Dr. Maik Boltes und sein Team am Forschungszentrum Jülich forschen daran, dass es erst gar nicht zu Massenpaniken wie bei der Loveparade am 24. Juli 2010 in Duisburg oder anderen Unglücken kommen kann. Bei Experimenten stellt Boltes fest, dass sich Menschen im Gedränge unterschiedlich schnell fortbewegen. Auch die kulturelle Prägung beeinflusst ihr Verhalten: Inder etwa laufen bei hoher Dichte schneller als Deutsche.

Solche Erkenntnisse können in die Sicherheitskonzepte für U-Bahnen, Stadien oder Veranstaltungsorte einfließen.
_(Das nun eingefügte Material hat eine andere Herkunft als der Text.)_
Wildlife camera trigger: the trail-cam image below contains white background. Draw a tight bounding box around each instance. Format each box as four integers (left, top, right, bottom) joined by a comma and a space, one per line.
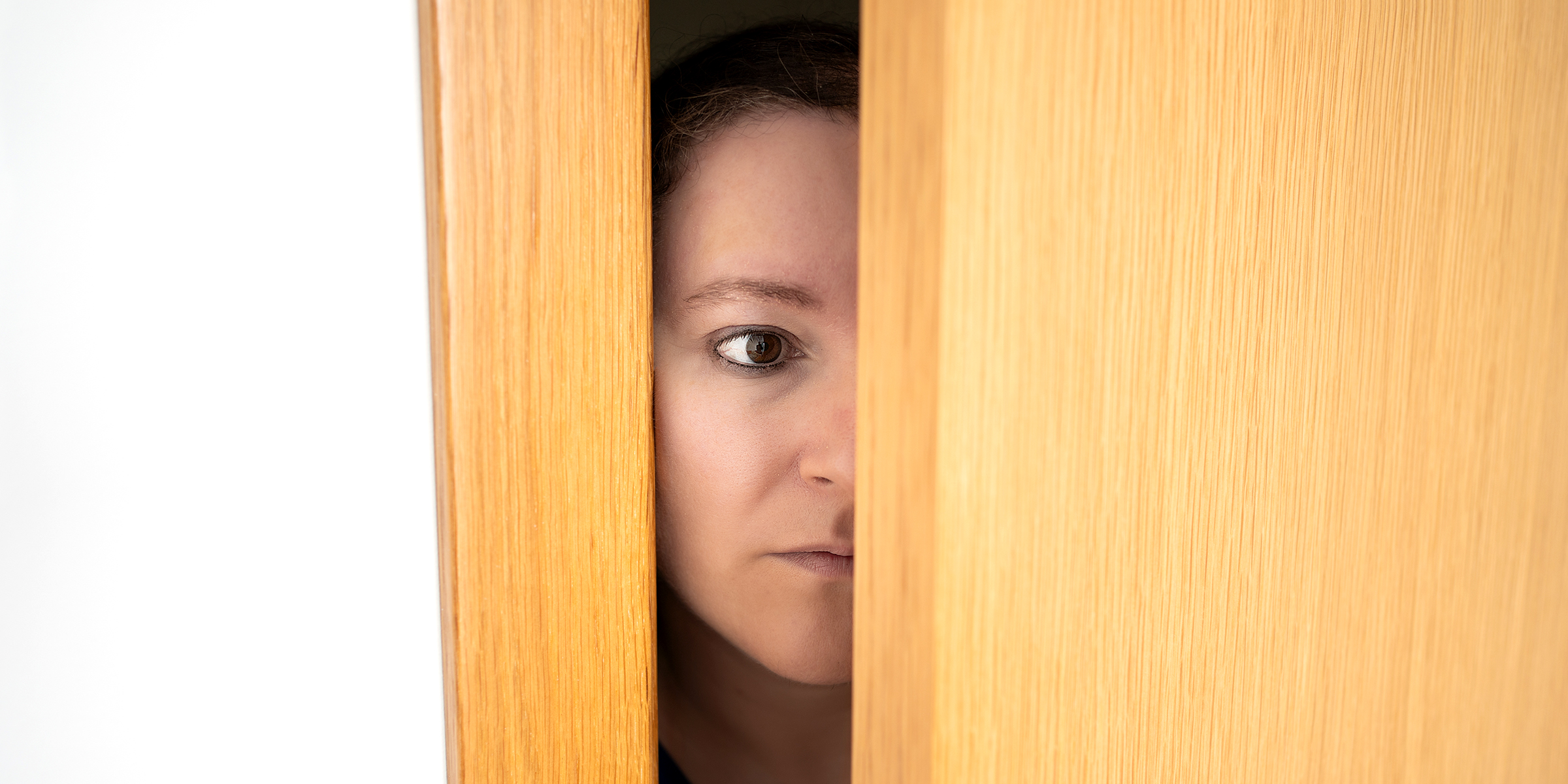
0, 0, 444, 784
Bis Sommer 2021 wollen Maik Boltes und seine Kollegen in dem Projekt, das das Bundesministerium für Bildung und Forschung mit insgesamt 2,1 Millionen Euro fördert, neue Experimente mit weiterentwickelten Methoden durchführen. Neben individuellen Laufwegen wollen die Forscher unter anderem körperliche Reaktionen der Probanden erfassen, die Rückschlüsse auf deren Stresslevel ermöglichen.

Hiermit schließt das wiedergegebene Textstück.